Un salarié licencié pour une raison jugée discriminatoire peut demander au juge d’annuler ce licenciement nul. Parfois, il choisit d’obtenir sa réintégration dans son emploi ou dans un poste équivalent. Cette situation soulève une question centrale : la personne réintégrée peut-elle percevoir les indemnités de rupture en plus de l’indemnité d’éviction ? Pour bien comprendre la réponse, il faut s’arrêter sur la notion de nullité du licenciement, souvent liée à une discrimination interdite (origine, âge, état de santé…). La réintégration vise alors à replacer le salarié dans sa situation antérieure, comme si le licenciement n’avait jamais eu lieu. L’analyse des décisions récentes permet d’éclairer ce sujet.
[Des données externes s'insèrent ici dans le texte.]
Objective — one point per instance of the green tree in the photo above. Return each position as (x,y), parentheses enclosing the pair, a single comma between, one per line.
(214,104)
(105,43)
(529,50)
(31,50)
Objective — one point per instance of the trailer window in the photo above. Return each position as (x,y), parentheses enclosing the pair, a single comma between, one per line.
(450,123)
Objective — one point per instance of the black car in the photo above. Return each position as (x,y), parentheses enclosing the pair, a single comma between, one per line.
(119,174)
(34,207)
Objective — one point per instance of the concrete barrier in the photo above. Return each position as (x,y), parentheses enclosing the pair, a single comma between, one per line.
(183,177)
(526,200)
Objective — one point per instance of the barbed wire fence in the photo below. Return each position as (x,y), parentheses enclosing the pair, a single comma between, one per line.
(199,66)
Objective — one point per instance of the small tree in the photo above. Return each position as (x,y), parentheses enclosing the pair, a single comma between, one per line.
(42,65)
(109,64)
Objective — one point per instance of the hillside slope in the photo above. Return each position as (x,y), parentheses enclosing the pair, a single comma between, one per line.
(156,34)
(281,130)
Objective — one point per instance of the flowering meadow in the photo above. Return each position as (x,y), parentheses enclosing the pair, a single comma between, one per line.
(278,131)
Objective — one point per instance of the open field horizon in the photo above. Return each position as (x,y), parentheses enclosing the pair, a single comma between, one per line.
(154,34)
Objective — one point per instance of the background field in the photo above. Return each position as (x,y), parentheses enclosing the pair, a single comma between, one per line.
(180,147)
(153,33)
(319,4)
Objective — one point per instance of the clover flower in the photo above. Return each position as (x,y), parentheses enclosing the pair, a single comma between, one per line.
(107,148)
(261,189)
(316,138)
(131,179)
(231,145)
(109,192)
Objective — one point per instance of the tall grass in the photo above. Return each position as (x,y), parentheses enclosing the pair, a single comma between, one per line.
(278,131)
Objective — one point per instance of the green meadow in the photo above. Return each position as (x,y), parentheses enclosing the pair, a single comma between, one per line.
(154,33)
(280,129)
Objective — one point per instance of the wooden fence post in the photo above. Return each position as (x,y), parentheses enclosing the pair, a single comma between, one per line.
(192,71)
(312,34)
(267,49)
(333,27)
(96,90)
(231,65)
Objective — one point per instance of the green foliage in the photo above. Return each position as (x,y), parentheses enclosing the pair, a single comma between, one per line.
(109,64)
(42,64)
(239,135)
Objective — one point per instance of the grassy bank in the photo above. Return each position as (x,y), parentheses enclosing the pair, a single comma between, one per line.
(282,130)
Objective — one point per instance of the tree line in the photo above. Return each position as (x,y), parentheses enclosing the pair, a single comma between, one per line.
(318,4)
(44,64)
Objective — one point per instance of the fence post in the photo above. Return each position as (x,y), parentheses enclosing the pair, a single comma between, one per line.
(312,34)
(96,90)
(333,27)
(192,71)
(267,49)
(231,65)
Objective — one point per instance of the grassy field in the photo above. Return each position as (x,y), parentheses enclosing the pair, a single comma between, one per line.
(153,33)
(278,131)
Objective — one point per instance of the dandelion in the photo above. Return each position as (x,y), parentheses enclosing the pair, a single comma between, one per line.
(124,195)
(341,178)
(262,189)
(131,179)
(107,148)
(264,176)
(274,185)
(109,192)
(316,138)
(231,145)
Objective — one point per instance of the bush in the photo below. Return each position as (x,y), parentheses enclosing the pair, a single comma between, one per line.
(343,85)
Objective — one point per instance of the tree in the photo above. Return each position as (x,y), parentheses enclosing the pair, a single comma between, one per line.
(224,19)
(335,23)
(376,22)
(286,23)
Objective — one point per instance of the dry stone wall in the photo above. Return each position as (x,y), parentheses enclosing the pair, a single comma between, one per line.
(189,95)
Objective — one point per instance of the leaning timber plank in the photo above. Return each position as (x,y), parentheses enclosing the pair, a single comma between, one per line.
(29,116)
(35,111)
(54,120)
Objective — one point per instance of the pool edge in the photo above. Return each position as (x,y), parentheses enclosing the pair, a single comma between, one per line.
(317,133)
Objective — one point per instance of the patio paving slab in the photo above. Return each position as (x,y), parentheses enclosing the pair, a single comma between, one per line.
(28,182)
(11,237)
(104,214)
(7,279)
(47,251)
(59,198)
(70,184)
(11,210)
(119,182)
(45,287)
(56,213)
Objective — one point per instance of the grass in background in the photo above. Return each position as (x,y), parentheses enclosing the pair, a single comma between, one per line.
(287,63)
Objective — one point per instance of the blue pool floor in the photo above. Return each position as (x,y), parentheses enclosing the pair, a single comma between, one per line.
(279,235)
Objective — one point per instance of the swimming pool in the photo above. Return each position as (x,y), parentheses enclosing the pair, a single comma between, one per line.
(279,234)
comprendre l’indemnité d’éviction
L’indemnité d’éviction correspond aux salaires que le salarié aurait perçus s’il avait continué à travailler entre la date de son licenciement nul et celle de sa réintégration. Elle vise à compenser la perte de revenus subie pendant cette période.
Dans quels cas cette indemnité est-elle versée ?
- Le licenciement a été annulé par un juge pour cause de discrimination ou d’atteinte à une liberté fondamentale.
- Le salarié a demandé et obtenu sa réintégration dans l’entreprise après l’annulation du licenciement.
- Il existe un écart temporel entre la décision de nullité et la reprise effective du travail.
Le calcul prend en compte tous les éléments de rémunération normalement dus (salaire fixe, primes, avantages…). Voici un exemple simplifié :
période concernée | montant mensuel brut | nombre de mois | total |
---|---|---|---|
janvier 2024 à juin 2025 | 3 000 € | 18 | 54 000 € |
Dans les faits, ce montant peut être beaucoup plus élevé selon la durée d’absence et les accessoires du salaire.
différence entre indemnité d’éviction et indemnités de rupture
Les indemnités de rupture désignent plusieurs sommes que l’employeur doit en principe verser lors d’une rupture du contrat de travail :
- indemnité légale ou conventionnelle de licenciement
- indemnité compensatrice de préavis
- indemnité compensatrice de congés payés
Lorsque le licenciement est annulé pour nullité et que le salarié choisit la réintégration, ces indemnités ne sont plus dues. L’objectif est simple : la relation de travail n’a jamais cessé juridiquement, donc il n’y a pas « rupture » à indemniser.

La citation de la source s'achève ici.